A proposta de relatório apresentada à Comissão propõem que em 2020 seja adotado o que tem sido chamado de “distrital-misto”.
Neste formato o eleitor daria dois votos, um no partido e outro para um nome que concorreria no distrito, assim uma parte dos representantes seria eleita pela lista fechada e outra pela fórmula majoritária.
Atualmente esse sistema é utilizado em apenas seis países, dentre eles Filipinas e Lituânia, e foi abandonado na Rússia e na Ucrânia.
Para o Brasil trata-se de um sistema confuso, onde na parte majoritária o “distrital-misto” traria os vícios presentes em qualquer sistema deste tipo que, ao centrar ainda mais as campanhas na figura do candidato, aprofunda o hiperpersonalismo, enfraquece os partidos e não investe que esses apresentem programas efetivos na arena eleitoral, levando a uma incongruência entre a proporção de votos recebidos pelos partidos e o número de cadeiras a ser ocupado por estes.

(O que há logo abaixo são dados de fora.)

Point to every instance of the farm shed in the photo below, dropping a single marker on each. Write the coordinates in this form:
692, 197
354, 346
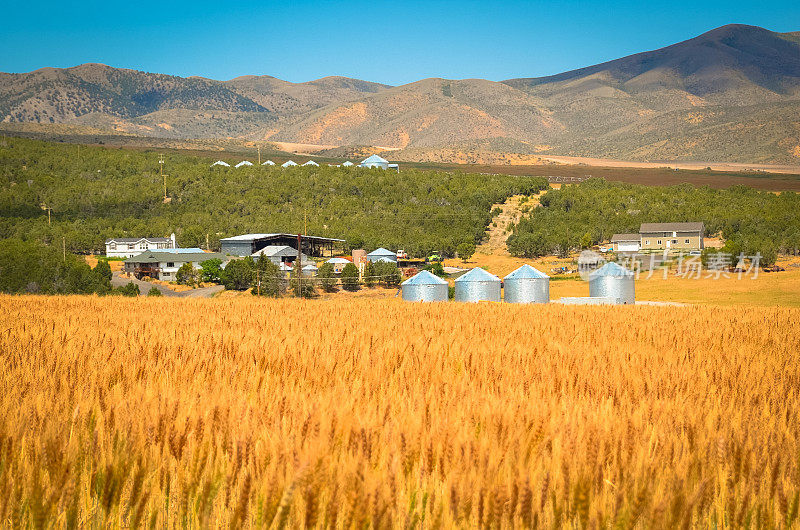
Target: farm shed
381, 254
164, 265
248, 244
626, 242
425, 287
478, 286
278, 254
612, 281
526, 285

Diante da profunda crise de confiança nas instituições, consideramos que seria no mínimo temerária uma alteração constitucional desta magnitude, razão pela qual propomos a manutenção do sistema proporcional aliado ao fim das coligações, e do estabelecimento de um sistema intermediário entre as listas abertas, pouco compatíveis com um financiamento público, e as listas fechadas, as listas flexíveis.
Para além do sistema eleitoral nos preocupa sobremaneira o formato do financiamento de campanha, pois ainda que a proibição das contribuições de empresas tenha sido uma conquista fundamental, esta deve ser acompanhada de outros mecanismos como a proibição do autofinanciamento de campanha e estabelecimento de teto de gastos de campanha.
Tais medidas que permitiriam maior isonomia deveriam ainda ser complementadas por uma previsão de doações de pessoas físicas com limites baixos, somada ao financiamento público com controle firme dos gastos eleitorais sobre responsabilidade dos partidos e não feitos pelos candidatos.
Todos esses elementos que consideramos centrais estavam presentes no relatório inicial do deputado Vicente Cândido, mas foram flexibilizados em sua segunda versão e, ao que tudo indica, poderão ser ainda mais.
O esforço político louvável do parlamentar deve ser reforçado pela sociedade, no sentido do fortalecimento de propostas que aprofundem a democracia e não transformem a boa proposta de uma Reforma Política em iniciativas voltadas à mera permanência dos que atualmente exercem mandatos.
Os CNPJs não podem simplesmente serem substituídos pelos CPFs no financiamento de campanha. O engajamento do eleitor é desejável e sua contribuição financeira deve ser permitida, desde que não represente o aprofundamento do abuso do poder econômico.
A combinação entre o estabelecimento de um sistema majoritário, o descontrole do financiamento de pessoas físicas e a permissão do autofinanciamento de campanha pode transformar um sistema político elitista em um sistema plutocrático, completamente capturado pelo poder do dinheiro.
Não podemos permitir que nossa democracia combalida seja ainda mais atacada.
Sobre a Reforma Política já se disse que sua necessidade é unanime. Qual Reforma Política? É a pergunta que devemos nos fazer para influenciarmos as diretrizes desta que mais uma vez está colocada em curso.
Que seja para ampliar a democracia com maior poder direto para o cidadão e a cidadã e resgatar confiança essencial na democracia.